Friday, May 27, 2011

Opelika Observer Staff Editorial - 5/27: A 'Dear OHS' for a new generation

“Dear OHS, you are the school for me.” So reads the opening of Opelika’s beloved alma mater, a song all true Bulldogs know.

These days, however, OHS may not be so dear.

Plumbing and electrical problems abound.

Heating and air conditioning is sporadic and temperatures can fluctuate by 10 degrees from one classroom to the next.

Carpets are worn, faded and stained beyond recognition of their original colors.

School officials chase leaks all over the school, but some classrooms have been forced to succumb to buckets.

Ceiling tiles are missing, walls have holes and some of these things can’t be fixed or replaced - they don’t make the parts any more.

OHS may be dear to a great many of us, but the school is almost 40 years old now and it needs to be fixed.

The current facilities cannot continue to support the class sizes and student population we currently have.

Our school board has been an excellent steward of the monies given to it, making repairs and upgrades only when absolutely necessary, preparing for the day when a new school would need to be built.

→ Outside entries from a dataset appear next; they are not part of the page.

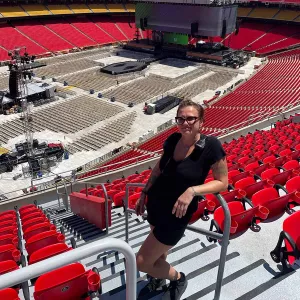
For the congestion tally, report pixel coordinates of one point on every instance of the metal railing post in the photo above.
(47, 265)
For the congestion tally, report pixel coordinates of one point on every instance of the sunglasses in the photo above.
(189, 120)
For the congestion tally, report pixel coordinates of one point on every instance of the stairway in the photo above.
(246, 274)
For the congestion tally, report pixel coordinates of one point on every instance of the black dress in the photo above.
(175, 178)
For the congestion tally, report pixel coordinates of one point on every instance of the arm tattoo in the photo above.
(220, 168)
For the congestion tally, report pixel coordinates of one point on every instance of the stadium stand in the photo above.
(263, 13)
(42, 35)
(98, 8)
(36, 10)
(79, 9)
(69, 33)
(119, 8)
(112, 132)
(10, 37)
(12, 11)
(91, 30)
(59, 9)
(109, 27)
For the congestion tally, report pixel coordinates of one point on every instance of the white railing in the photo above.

We have now fallen behind with where we should be. It is time to rethink our plan to maintain and sustain, and push past toward growth and progress.

As a casual observer, you may not notice the current state of our high school.

The school’s black metal facade sits proudly facing Lafayette Parkway. The Opelika Center for the Performing Arts, the crown jewel of the arts in Opelika, stands tall for all to see.

However, those facades are just that - facades. Beneath that exterior is a rapidly rotting core.

The parts that have been built around that core, OPAC, the choral and band rooms, the foreign language hall and new gymnasium, all look great, designed to match the shell of the original school.

Take the time to actually stop by and see what is inside of that building, though. If you could see the holes in the ceilings, the age in the walls, you can see what monumental problems the school is facing.

Our kids have soldiered through, holding their heads high and continuing to try to maintain standards of excellence in spite of the decay around them.

What does it do to a child’s sense of pride to have water dripping around them in their classrooms?

What do we say to a child when their classroom can’t use the document camera or the smart board because the electrical grid can’t support the wattage?

We are and always have been a great school system.

Opelika graduates go on to do great and wonderful things.

We win Academy Awards and Emmys.

We serve our country in our armed forces, rising through the ranks and occasionally giving that greatest of sacrifices in the name of one’s country.

We become doctors, lawyers and business executives.

We even leave the bounds of Earth and travel into space, going boldly into that final frontier.

Today’s kids need a primed and ready launching pad of their own, one that can stand up to the challenges and issues facing a 21st century world, so that they may go where no one has gone before.

The city council’s proposed sales tax increase can and will help pay for this project.

We know such a tax is regressive and could be problematic in these economic times, but our answer remains the same.

We all owe a life debt to the generations of Opelikans who came before us, the men and women who gave of themselves so that we, the future generations, would have better than what they had.

They paved our roads and built our schools, encouraging us to want more and have more.

We stand at a precipice, able to do for these kids what was done for us.

Are we going to stand up and allow these children to stand on our shoulders, letting them see further and reach their potential?

We must, in good conscience, help build that bridge to the future for the children of this town.

As those children go, so does the life and legacy of our town.

Giving up and now and doing something on the cheap will only harm us, and a generation of children may be washed down the drain of lowered expectations and broken dreams.

For the sake of our children, for the sake of those countless yet unborn generations that will come after, we must do this.

We want a “Dear OHS” once again, a school in which we can all take pride.

“To serve thee ever, forget thee never, our dear OHS,” the alma mater ends.

Our alma mater is calling, Opelikans. Answer it and give her aid in her hour of need.

Her need is our need.

We are all in this together, and something must be done.